Now Koutsoukis describes Naomi as "warming to her theme over gnocci and a peppery Judean Hills* cabernet in Jerusalem's German Colony neighbourhood." How very civilized. But no sooner has he asked if she'll be debating Antony Loewenstein in Australia, than she's come unstuck, choking on the gnocci and spraying cabernet all over him: "'Bring it on'," she splutters. "'Those kind of people are easy. They say one lie after another. He's a typical self-hating, ignorant Jew'."

[*A "Judean Hills cabernet"? Is that the brand, I wonder, or can we expect Jason to begin referring to the Israeli-occupied West Bank in his reports as Judea and Samaria?]
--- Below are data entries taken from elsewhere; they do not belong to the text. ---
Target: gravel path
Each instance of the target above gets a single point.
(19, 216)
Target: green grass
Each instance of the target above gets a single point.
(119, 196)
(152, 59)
Finally, after wiping Jason down, Naomi's onto another of her "many passions," this time fulminating against the two-state solution: "'A complete disaster... Look what happened in Gaza. A total betrayal. As soon as we withdrew from Gaza, they started attacking us... I liked Sharon up until the Gaza withdrawal, but then he sold out his country', she says. Which is perhaps why the notion held by some right-wing religious Jews - that Sharon, still in a coma after a stroke in January 2006, is being punished by God for the Gaza withdrawal - does not strike Ragen as offensive. 'I think there might be something to it'."

Spruiking the wall, spruiking the death penalty, unable to see the Palestinians for the suicide bombers, unable to see the Palestinians before there were any suicide bombers, unable to see the Palestinians full stop, more right-wing than Sharon himself, indulged over gnocci and peppery Judean Hills cabernet by a handsome young Greek-Australian reporter, poised to fly off to the Antipodes to stiffen the spine of Australian Zionists - what a woman!

But there's more. What about the bit about Naomi being a "women's rights activist"? Koutsoukis didn't go there, but The Australian Jewish News did: "It is not just external threats that Ragen sees as a challenge. She has recently spoken out against the introduction of segregated buses in Jerusalem, in which women are forced to sit at the back, so they don't offend ultra-Orthodox sensibilities. 'If you have a situation where all of a sudden the private realm of religion starts dictating where you can sit on a bus, that's a challenge for the whole country, and that is something that needs to be dealt with no less than the military problems and the secular problems that we have', said Ragen, who labels herself modern-Orthodox." (Ragen: We're between hope and a hard place, 1/8/08)

Talk about straining at a gnat and swallowing a camel! What about where "the private realm of religion starts dictating" whether Palestinian refugees can return to their homes and lands? But that's Zionism for you: still crazy after all these years.